There were two things I was afraid of when I started cooking. Stuffing meat and cooking rice. If you are apprehensive of either of those two as well- it’s okay- just keep reading and I promise we’ll conquer our fears together. This dish is affectionately nicknamed “No Name Chicken”- because Chicken-Stuffed-with-Rice-Peppers-and-Mushrooms-Glazed-with-Lime-Butter-Sauce is just too wordy.
Side Note: Where has the first quarter of the year gone? My only resolution this year is to have a more balanced diet. If you’re looking to incorporate some new healthy recipes into your weekly meals try the Marinated Chicken with Arugula Quinoa Salad, Italian Confetti Salad or a complete Fresh Catch meal.
Let’s get back to this delicious and easy (yes, easy!) stuffed chicken. First fear. When I first started stuffing meat, I always made the mistake of not making my pocket deep enough. Don’t be afraid to get right to the edge so you can get all the goodness stuffed inside.

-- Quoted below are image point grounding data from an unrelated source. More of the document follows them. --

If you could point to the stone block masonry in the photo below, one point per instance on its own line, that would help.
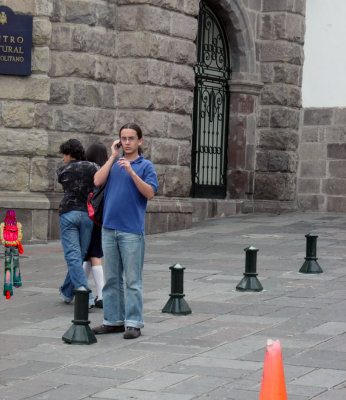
(96, 65)
(322, 165)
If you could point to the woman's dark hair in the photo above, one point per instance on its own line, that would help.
(74, 148)
(97, 153)
(136, 128)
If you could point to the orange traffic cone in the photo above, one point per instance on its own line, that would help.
(273, 383)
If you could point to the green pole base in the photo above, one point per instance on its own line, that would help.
(79, 334)
(177, 306)
(311, 267)
(249, 284)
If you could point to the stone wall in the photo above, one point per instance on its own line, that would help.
(100, 63)
(322, 153)
(280, 50)
(97, 64)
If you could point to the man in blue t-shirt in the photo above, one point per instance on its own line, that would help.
(130, 182)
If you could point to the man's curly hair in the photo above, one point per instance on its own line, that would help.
(74, 148)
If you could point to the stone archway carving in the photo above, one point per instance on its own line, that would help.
(244, 90)
(240, 36)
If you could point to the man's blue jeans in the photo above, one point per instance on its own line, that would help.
(123, 258)
(75, 233)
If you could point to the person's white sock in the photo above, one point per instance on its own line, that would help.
(87, 268)
(97, 272)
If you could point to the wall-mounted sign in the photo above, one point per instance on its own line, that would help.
(15, 42)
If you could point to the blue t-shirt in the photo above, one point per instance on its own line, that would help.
(124, 205)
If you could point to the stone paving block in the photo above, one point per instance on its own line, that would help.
(155, 381)
(333, 394)
(323, 377)
(117, 394)
(27, 370)
(118, 375)
(305, 391)
(21, 390)
(329, 328)
(221, 363)
(237, 348)
(228, 392)
(198, 385)
(319, 358)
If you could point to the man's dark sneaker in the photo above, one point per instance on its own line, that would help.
(132, 333)
(102, 329)
(98, 303)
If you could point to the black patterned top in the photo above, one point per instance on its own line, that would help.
(77, 179)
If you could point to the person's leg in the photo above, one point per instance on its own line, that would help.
(70, 224)
(132, 254)
(87, 268)
(85, 232)
(17, 281)
(97, 271)
(8, 273)
(113, 290)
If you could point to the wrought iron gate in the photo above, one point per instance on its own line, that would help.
(211, 103)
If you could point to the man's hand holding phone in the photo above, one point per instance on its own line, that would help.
(115, 147)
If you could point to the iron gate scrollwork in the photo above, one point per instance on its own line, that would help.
(211, 103)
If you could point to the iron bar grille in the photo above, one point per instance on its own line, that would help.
(210, 113)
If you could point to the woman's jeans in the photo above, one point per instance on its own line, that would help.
(75, 233)
(123, 256)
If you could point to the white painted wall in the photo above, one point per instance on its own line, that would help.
(324, 71)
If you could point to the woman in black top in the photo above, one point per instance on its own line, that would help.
(77, 180)
(96, 153)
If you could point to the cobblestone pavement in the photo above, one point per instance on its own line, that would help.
(217, 352)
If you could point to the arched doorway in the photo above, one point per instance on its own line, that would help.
(211, 108)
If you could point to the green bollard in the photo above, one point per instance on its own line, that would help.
(311, 265)
(176, 304)
(250, 283)
(80, 332)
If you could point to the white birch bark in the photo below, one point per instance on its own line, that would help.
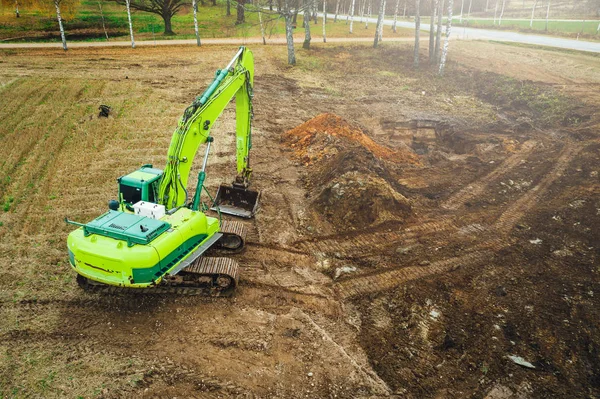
(395, 16)
(130, 24)
(381, 25)
(324, 20)
(102, 18)
(447, 41)
(352, 14)
(337, 9)
(548, 15)
(417, 31)
(62, 31)
(262, 27)
(195, 7)
(434, 6)
(495, 12)
(532, 15)
(379, 22)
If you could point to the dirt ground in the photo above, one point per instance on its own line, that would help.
(414, 232)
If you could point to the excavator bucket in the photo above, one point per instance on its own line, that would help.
(237, 201)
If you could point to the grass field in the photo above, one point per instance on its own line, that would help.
(86, 24)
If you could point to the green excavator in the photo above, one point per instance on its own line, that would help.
(154, 238)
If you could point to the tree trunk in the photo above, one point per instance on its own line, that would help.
(382, 22)
(379, 22)
(168, 27)
(395, 16)
(352, 14)
(532, 15)
(324, 20)
(434, 6)
(438, 36)
(306, 23)
(289, 37)
(195, 7)
(548, 15)
(62, 31)
(131, 25)
(447, 41)
(262, 27)
(241, 16)
(102, 17)
(417, 31)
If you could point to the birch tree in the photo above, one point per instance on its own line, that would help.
(306, 23)
(337, 9)
(532, 14)
(417, 31)
(62, 31)
(127, 4)
(438, 36)
(195, 7)
(395, 16)
(548, 15)
(447, 40)
(434, 6)
(289, 36)
(324, 20)
(102, 18)
(352, 14)
(379, 22)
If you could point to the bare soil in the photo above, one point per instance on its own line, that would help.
(414, 231)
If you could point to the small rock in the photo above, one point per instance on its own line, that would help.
(521, 362)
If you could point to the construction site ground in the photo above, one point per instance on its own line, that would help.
(418, 236)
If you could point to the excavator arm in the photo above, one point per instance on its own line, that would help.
(194, 127)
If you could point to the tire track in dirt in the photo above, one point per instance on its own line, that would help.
(524, 204)
(476, 188)
(389, 279)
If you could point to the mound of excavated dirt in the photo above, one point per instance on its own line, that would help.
(352, 180)
(326, 134)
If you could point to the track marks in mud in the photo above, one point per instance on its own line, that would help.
(389, 279)
(525, 203)
(477, 188)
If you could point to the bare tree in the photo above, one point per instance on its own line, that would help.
(417, 31)
(241, 15)
(165, 8)
(128, 5)
(395, 16)
(289, 36)
(195, 7)
(447, 41)
(62, 31)
(102, 17)
(352, 14)
(306, 23)
(532, 14)
(379, 22)
(438, 36)
(324, 20)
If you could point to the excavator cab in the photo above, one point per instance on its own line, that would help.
(236, 200)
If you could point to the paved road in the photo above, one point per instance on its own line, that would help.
(457, 33)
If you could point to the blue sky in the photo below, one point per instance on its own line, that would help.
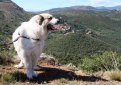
(40, 5)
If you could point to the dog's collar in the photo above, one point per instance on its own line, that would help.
(28, 37)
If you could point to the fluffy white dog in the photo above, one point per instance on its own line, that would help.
(29, 40)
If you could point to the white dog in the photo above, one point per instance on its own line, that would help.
(29, 40)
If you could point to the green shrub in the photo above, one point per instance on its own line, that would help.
(106, 61)
(115, 75)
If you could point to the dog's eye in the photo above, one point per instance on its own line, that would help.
(50, 18)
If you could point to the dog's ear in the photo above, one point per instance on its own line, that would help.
(39, 19)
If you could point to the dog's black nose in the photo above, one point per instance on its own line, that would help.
(58, 21)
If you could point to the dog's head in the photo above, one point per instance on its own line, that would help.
(47, 20)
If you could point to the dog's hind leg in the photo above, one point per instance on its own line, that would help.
(20, 65)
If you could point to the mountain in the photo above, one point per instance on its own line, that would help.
(95, 33)
(71, 8)
(110, 8)
(82, 8)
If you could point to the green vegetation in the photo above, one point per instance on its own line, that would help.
(115, 75)
(104, 28)
(96, 38)
(101, 62)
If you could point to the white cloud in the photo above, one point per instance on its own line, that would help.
(72, 1)
(102, 2)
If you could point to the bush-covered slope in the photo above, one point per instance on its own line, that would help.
(73, 47)
(106, 31)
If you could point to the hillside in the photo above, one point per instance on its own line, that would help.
(105, 28)
(79, 7)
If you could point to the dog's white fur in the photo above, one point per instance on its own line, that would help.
(29, 50)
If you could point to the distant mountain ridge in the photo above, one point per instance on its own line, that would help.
(83, 8)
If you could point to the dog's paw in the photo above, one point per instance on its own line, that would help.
(36, 67)
(18, 66)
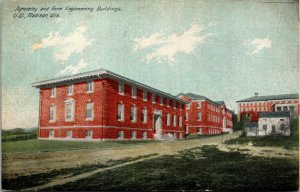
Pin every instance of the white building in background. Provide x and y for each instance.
(273, 123)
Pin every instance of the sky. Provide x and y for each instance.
(225, 50)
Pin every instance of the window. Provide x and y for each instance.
(52, 114)
(145, 95)
(121, 88)
(133, 134)
(153, 98)
(133, 113)
(133, 92)
(69, 134)
(145, 135)
(51, 134)
(70, 89)
(89, 111)
(278, 108)
(188, 106)
(199, 116)
(120, 134)
(90, 86)
(69, 110)
(144, 115)
(180, 121)
(168, 119)
(88, 134)
(198, 104)
(53, 92)
(120, 112)
(180, 135)
(174, 120)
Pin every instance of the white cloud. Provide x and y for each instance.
(166, 47)
(73, 69)
(258, 44)
(64, 47)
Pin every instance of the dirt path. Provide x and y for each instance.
(14, 165)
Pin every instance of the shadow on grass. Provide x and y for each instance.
(205, 168)
(23, 182)
(286, 142)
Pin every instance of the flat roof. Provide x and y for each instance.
(270, 97)
(274, 114)
(99, 74)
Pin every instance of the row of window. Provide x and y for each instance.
(89, 134)
(145, 96)
(213, 118)
(286, 108)
(70, 111)
(198, 105)
(133, 115)
(210, 131)
(213, 108)
(70, 89)
(254, 109)
(260, 103)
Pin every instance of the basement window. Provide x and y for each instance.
(53, 92)
(121, 88)
(90, 86)
(70, 89)
(120, 134)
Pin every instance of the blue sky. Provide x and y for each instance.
(225, 50)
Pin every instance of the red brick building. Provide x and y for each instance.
(206, 117)
(250, 107)
(101, 105)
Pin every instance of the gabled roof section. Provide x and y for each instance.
(271, 97)
(274, 114)
(99, 74)
(220, 102)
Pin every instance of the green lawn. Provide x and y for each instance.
(201, 169)
(23, 182)
(35, 145)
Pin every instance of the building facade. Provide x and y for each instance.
(271, 123)
(251, 107)
(206, 117)
(101, 105)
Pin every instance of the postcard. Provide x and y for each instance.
(150, 95)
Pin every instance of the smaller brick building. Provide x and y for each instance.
(251, 107)
(206, 117)
(271, 123)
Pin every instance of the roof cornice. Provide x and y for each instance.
(99, 74)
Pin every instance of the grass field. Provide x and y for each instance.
(35, 145)
(195, 136)
(32, 180)
(201, 169)
(286, 142)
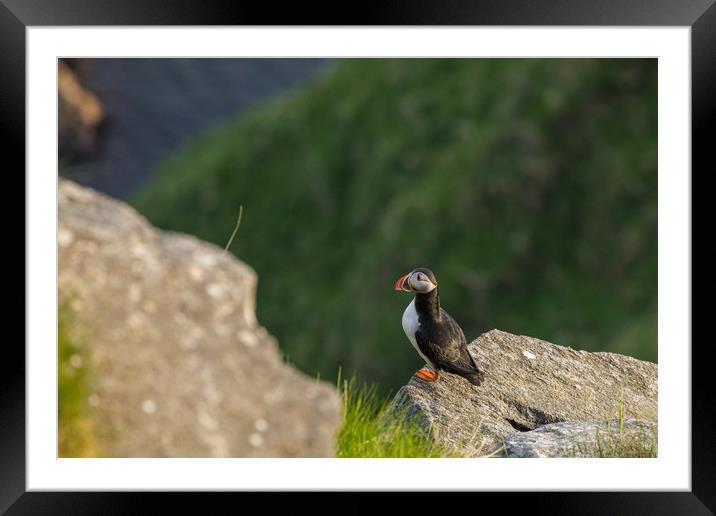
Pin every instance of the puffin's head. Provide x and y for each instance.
(418, 280)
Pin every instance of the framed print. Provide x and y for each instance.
(228, 214)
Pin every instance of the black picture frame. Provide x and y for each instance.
(700, 15)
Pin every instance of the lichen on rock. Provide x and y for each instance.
(182, 366)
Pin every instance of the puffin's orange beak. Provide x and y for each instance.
(399, 283)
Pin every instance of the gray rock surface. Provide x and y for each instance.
(584, 439)
(529, 383)
(181, 366)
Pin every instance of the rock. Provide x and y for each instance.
(585, 439)
(529, 383)
(80, 115)
(181, 366)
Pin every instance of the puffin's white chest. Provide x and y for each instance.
(411, 324)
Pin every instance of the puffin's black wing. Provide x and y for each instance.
(447, 349)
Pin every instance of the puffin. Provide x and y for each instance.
(434, 334)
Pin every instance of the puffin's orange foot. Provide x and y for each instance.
(427, 375)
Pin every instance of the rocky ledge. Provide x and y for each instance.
(529, 385)
(181, 366)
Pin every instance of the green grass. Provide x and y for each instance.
(368, 429)
(615, 443)
(528, 185)
(611, 443)
(74, 414)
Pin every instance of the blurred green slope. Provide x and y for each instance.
(528, 185)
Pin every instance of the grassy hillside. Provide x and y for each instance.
(529, 187)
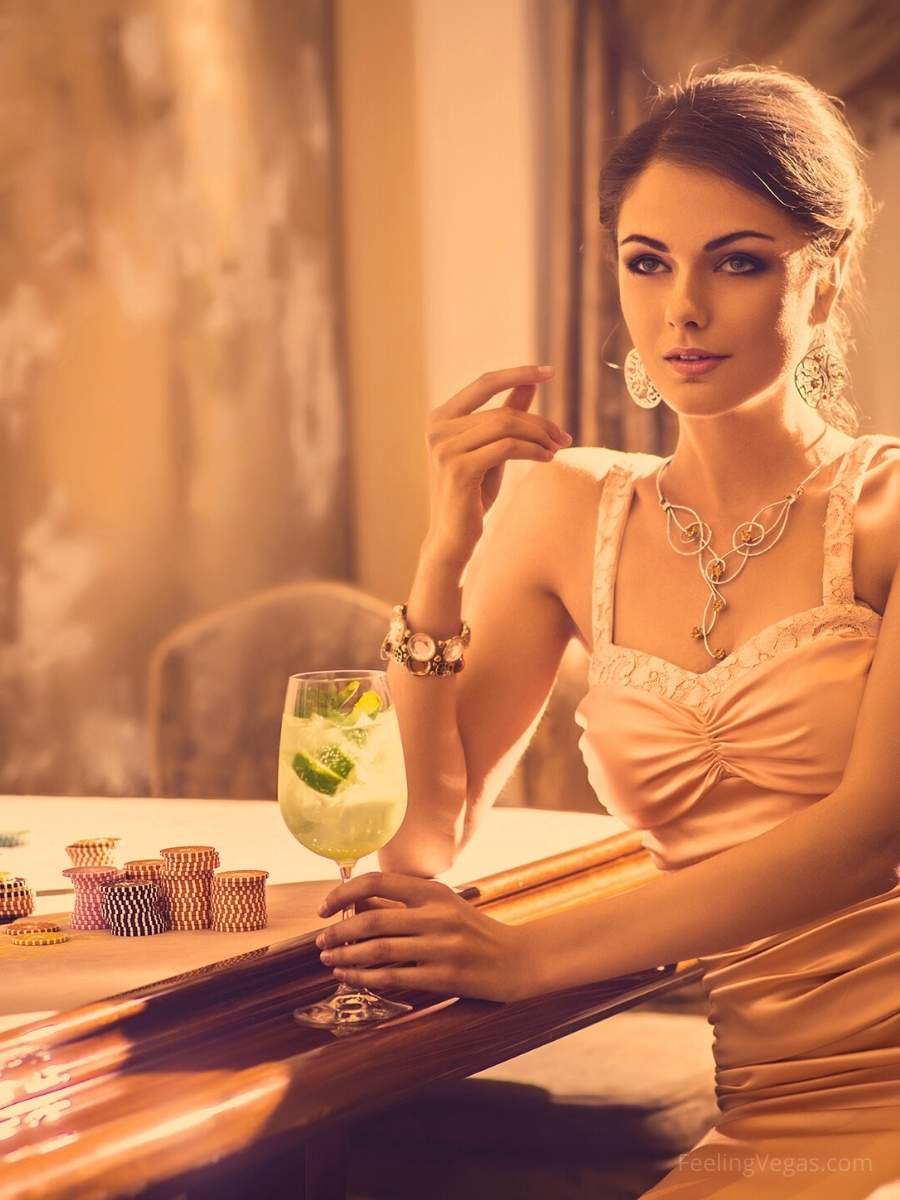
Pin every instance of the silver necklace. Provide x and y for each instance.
(745, 539)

This dish seems simple in ingredients, but packs a lot of punch. The sautéed veggies with seasonings from the worcestershire and sage add essential flavor to the plain rice. Enter second fear. Cooking rice is terrifying to me. I think I’m scarred from the time I attempted to cook rice and made the bottom of my pan completely black.
My shortcut that doesn’t induce rice-cooking-anxiety? Success boil-in-a-bag rice OR Trader Joe’s frozen rice you microwave for 3 minutes and have fluffy grains to devour. Trust me on this one.
Also, No Name Chicken is surprisingly great as leftovers! Reserve some of the lime butter sauce and when reheating the chicken, baste the sauce on the chicken and it will stay moist.
Let me know if you have any creative names for this No Name Chicken.
No Name Chicken (Stuffed Chicken with Lime Sauce)
- 4 chicken breasts halves with skin (deboned)
- ¼ lb. sliced fresh mushrooms
- ½ small onion, chopped
- 1 green pepper, diced
- 1 Tablespoon butter
- 1½ cups cooked rice
- ¼ teaspoon kosher salt
- ½ teaspoon Worcestershire sauce
- ¼ teaspoon pepper
- ⅛ teaspoon rubbed sage
- ½ cup butter
- Juice of 2 small limes (2 Tablespoons)
- ½ Tablespoon paprika
- Preheat oven to 350 F.
- Melt 1 Tablespoon butter in a large skillet, add mushrooms, onion and green peppers. Sauté until vegetables are tender. Remove from heat, stir in cooked rice, salt, Worcestershire sauce, pepper and sage.
- Slice a pocket into the deepest part of the chicken breast, stuff a ¼ of rice mixture into the pocket and under the skin. Stuff the remaining chicken breasts and secure with toothpicks.
- Place in an engrossed baking dish.
- Combine ½ cup butter, lime juice and paprika in a sauce pan and heat until melted.
- Brush butter over chicken breasts and bake in oven for 1 hour, basting frequently.
- Before serving, baste chicken with extra butter sauce.